As she came to realize that her entire adult life had been driven by that experience with her father when she was so young and so vulnerable, she softened to the extent that her entire demeanor changed. It was as though she changed entirely right before our very eyes. It was nothing short of miraculous. As she realized that her father had done a horrible thing to her as a child but that now as an adult she could choose to see it for what it was…an event that had happened over 35 years ago that no longer needed to drive her current experience…she made a new choice. She chose to be the adult who had the choice to forgive her father—and have love and compassion for her own inner child who had been so violated by his awful act. She made a choice to move forward putting that dreadful incident behind her forever.
We all have horrible things that happen to us. We lose loved ones. We get sick and sometimes face prognoses that we would prefer not to have to consider. Accidents happen, sometimes with horrific consequences. People we love suffer. We lose our jobs. Sometimes we lose our homes. “Life is not a bed of roses,” as they say. And yet, what we always have is a choice in how we decide to face those realities of life. We have the ability to choose…always.
Viktor Frankl is a perfect example of what I am getting at with regard to our ability to choose, and in his case, he decided to choose love over hatred. Dr. Frankl was an Austrian neurologist and psychiatrist who was captured and imprisoned in a Nazi concentration camp during World War II. He was imprisoned for three years, and he lost everyone in his family except his sister, who also survived a horrific experience in a concentration camp.
Upon his release from a series of concentration camps where he witnessed all manner of man’s ability to be inhumane to his fellow man, Frankl wrote a book, which is known today as Man’s Search for Meaning. Published in 1959, the book offers that even in the most awful, painful, and dehumanizing situations, life has meaning. Even in our suffering, we can find meaning. While the Nazis were all about dehumanizing the individuals in the concentration camps, Frankl himself refused to let them take control of his own experience. He refused to let them win by refusing to let them reduce him to their level. He wrote, “I grasped the meaning of the greatest secret that human poetry and human thought and belief have to impart: The salvation of man is through love and in love.” Even in the face of the worst conditions conceivable, Frankl recognized that the freedom that the Nazis could not take from him was the freedom to determine his own attitude and spiritual wellbeing.
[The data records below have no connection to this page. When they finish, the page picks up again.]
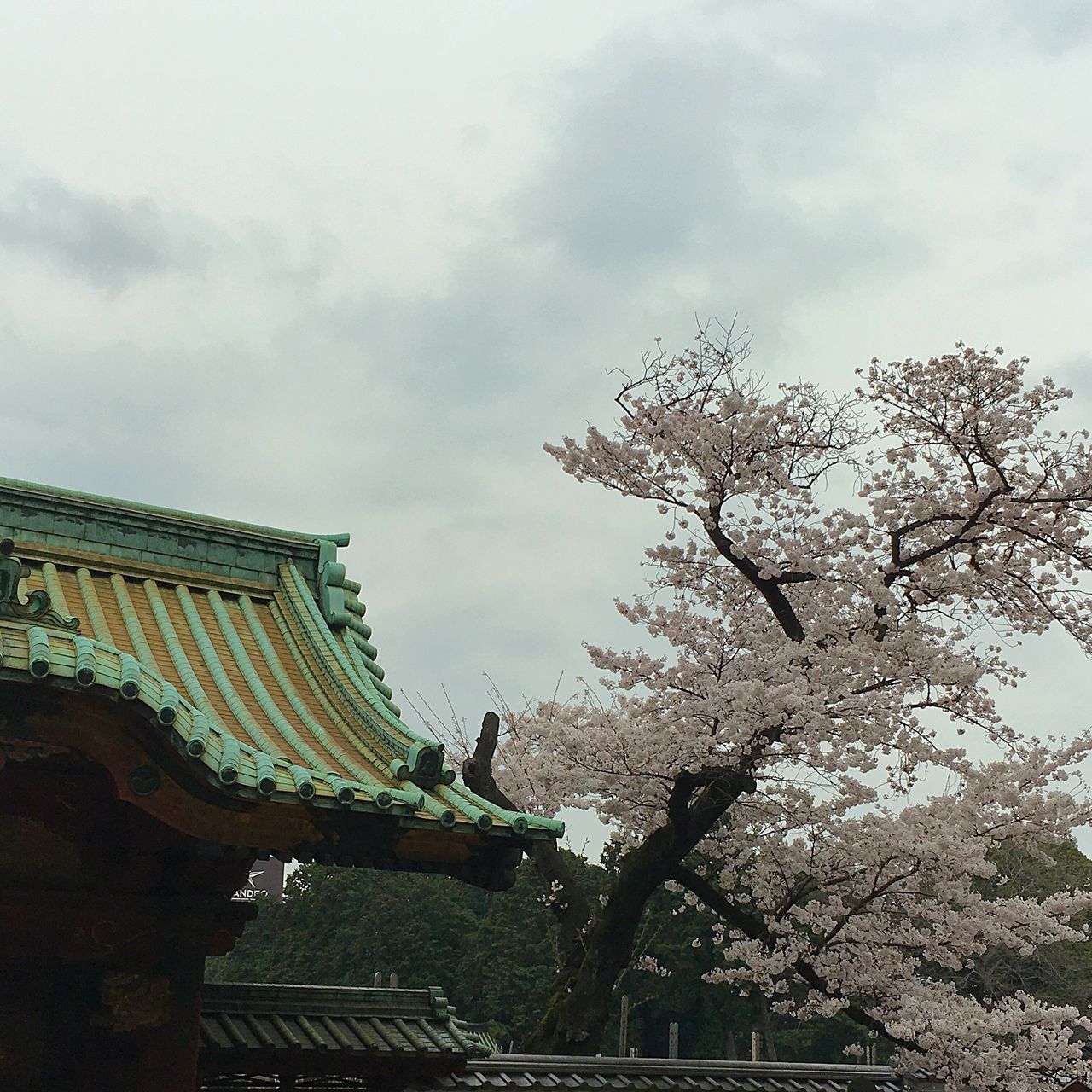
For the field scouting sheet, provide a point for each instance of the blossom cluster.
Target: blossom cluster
(815, 671)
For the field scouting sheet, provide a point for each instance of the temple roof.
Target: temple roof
(246, 648)
(538, 1073)
(276, 1030)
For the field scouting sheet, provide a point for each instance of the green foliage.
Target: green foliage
(491, 954)
(495, 956)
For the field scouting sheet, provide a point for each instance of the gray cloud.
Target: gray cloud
(105, 241)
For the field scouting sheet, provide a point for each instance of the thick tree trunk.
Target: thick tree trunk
(596, 944)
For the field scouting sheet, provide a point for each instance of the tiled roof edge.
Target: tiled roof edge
(69, 520)
(580, 1064)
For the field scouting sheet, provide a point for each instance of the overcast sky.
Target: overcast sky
(346, 266)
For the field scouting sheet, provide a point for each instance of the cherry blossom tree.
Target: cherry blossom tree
(808, 744)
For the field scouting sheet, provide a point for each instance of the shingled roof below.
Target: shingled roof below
(328, 1031)
(537, 1073)
(247, 647)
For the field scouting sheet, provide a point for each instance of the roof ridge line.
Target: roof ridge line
(113, 505)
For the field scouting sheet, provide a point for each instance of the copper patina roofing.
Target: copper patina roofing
(246, 648)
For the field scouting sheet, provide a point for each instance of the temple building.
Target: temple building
(179, 697)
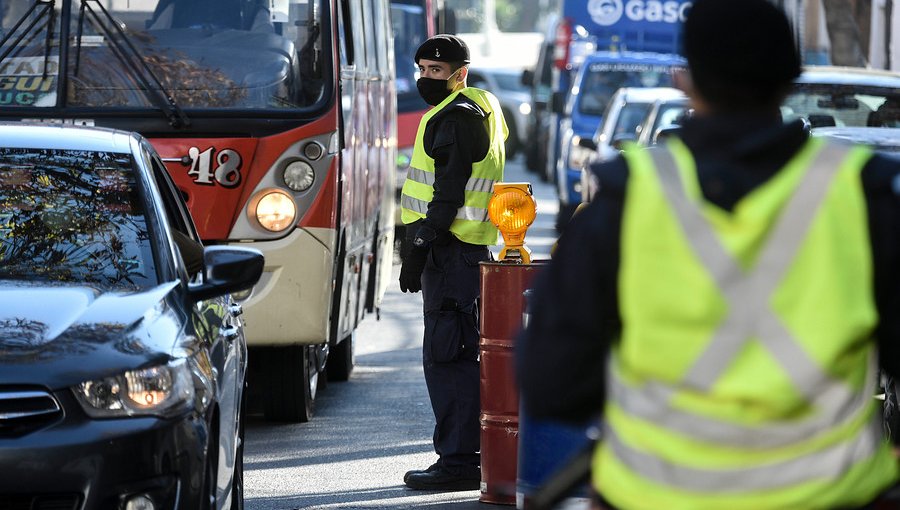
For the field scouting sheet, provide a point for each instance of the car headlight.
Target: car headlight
(274, 210)
(162, 390)
(578, 156)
He alone had control over his inner life, his thoughts, and the workings of his soul. Even while suffering the most inconceivable injustice and while witnessing the most horrible cruelty imaginable, he still had a choice about how to interpret the events around him and how to act in the face of them.
Viktor Frankl exercised his power of choice. The woman who chose to reclaim her own life by forgiving her father made a choice. You and I have choices everyday about how we decide to live our lives. We don’t have to explain our choices to anyone. Choices don’t require rationalizations although all too often we feel compelled to explain ourselves. The only thing that matters is that you give up being a victim in your life once and for all. Choose. It will set you free.